Los Angeles-based Watson’s nephew and niece are graduates of Howard and her grandson was born in Howard University Hospital on Christmas day in 2008.   Deidre LaWan Starnes plays the lead character, Patty.  Starnes was born in Freedmen’s Hospital, now Howard University Hospital.

Annette James, who plays Patty’s best friend, is also a graduate of Howard, a former Prince George’s County police officer and is married to Chief Leroy James, head of the Department of Safety at Howard University.

Rae’Ven Larrymore Kelly, who played the young Tina Turner in “What’s Love Got To Do With It,” the young rape victim in “A Time To Kill” and has appeared in numerous television roles, now lives in Los Angeles, but she was born in Fairfax, Va.

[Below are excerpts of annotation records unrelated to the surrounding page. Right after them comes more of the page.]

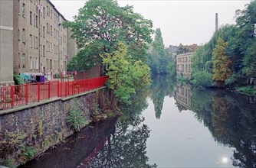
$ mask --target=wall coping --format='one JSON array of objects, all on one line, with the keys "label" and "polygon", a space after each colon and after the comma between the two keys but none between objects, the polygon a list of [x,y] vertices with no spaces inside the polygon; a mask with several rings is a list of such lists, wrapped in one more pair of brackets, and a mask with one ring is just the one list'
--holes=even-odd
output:
[{"label": "wall coping", "polygon": [[68,97],[53,98],[53,99],[48,99],[48,100],[44,100],[44,101],[42,101],[42,102],[31,102],[30,104],[28,104],[27,105],[16,106],[13,108],[1,110],[0,111],[0,115],[4,115],[9,114],[9,113],[15,112],[15,111],[21,111],[21,110],[25,110],[25,109],[28,109],[28,108],[34,108],[34,107],[37,107],[37,106],[39,106],[39,105],[48,104],[48,103],[54,102],[56,102],[56,101],[61,100],[63,102],[65,102],[65,101],[67,101],[69,99],[74,99],[74,98],[76,98],[76,97],[80,97],[80,96],[82,96],[82,95],[87,95],[89,93],[92,93],[92,92],[94,92],[96,91],[105,89],[105,88],[107,88],[107,86],[103,86],[103,87],[100,87],[100,88],[95,89],[94,90],[90,90],[88,92],[82,92],[82,93],[74,95],[69,95]]}]

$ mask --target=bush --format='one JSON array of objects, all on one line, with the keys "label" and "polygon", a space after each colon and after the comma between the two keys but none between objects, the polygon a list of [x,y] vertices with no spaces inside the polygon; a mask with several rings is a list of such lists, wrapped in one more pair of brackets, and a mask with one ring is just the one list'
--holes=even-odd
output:
[{"label": "bush", "polygon": [[256,89],[254,88],[253,86],[239,87],[239,88],[237,88],[236,89],[243,93],[246,93],[249,95],[256,95]]},{"label": "bush", "polygon": [[191,82],[195,86],[212,86],[215,85],[212,74],[208,71],[196,71]]},{"label": "bush", "polygon": [[13,80],[15,81],[15,85],[21,85],[25,84],[23,79],[16,73],[13,74]]},{"label": "bush", "polygon": [[83,106],[77,99],[71,100],[71,111],[67,120],[71,124],[71,128],[77,132],[89,124],[89,121],[84,117],[82,109]]}]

The crew has been filming in and around Washington for the past two weeks.  Aside from the hospital, they have filmed from a home in Fairfax, Va., and locations in Prince George’s County.

Cynthia Livingston, left, director of Community Affairs, and Katie Jeffries, food service worker, were among the many hospital employees who visited the set to meet Jacobs and other cast members.


“Nocturnal Agony” is the second commercial release for Mitchell, a 1985 graduate in film and production.  His first film, “Too Saved,” was also faith-based.  

It is out on DVD and has done well for an extremely low-budget film.

“We’ve paid off our investors and everybody made money,” said Mitchell, who spent $15,000 on the production and shot it in four days.  “I say this film is low budget; that was no budget,”

“Too Saved” also won the best film category at the Kingdomwood Christian Film Festival in Atlanta.

Starnes, who has been seen in numerous plays around D.C., said that through this new film, she wants people to realize that they don’t have to be ashamed of making a mistake.

“I want them to see that the Christian life isn’t always a perfect life, but that it’s filled with victories and overcoming” says Starnes.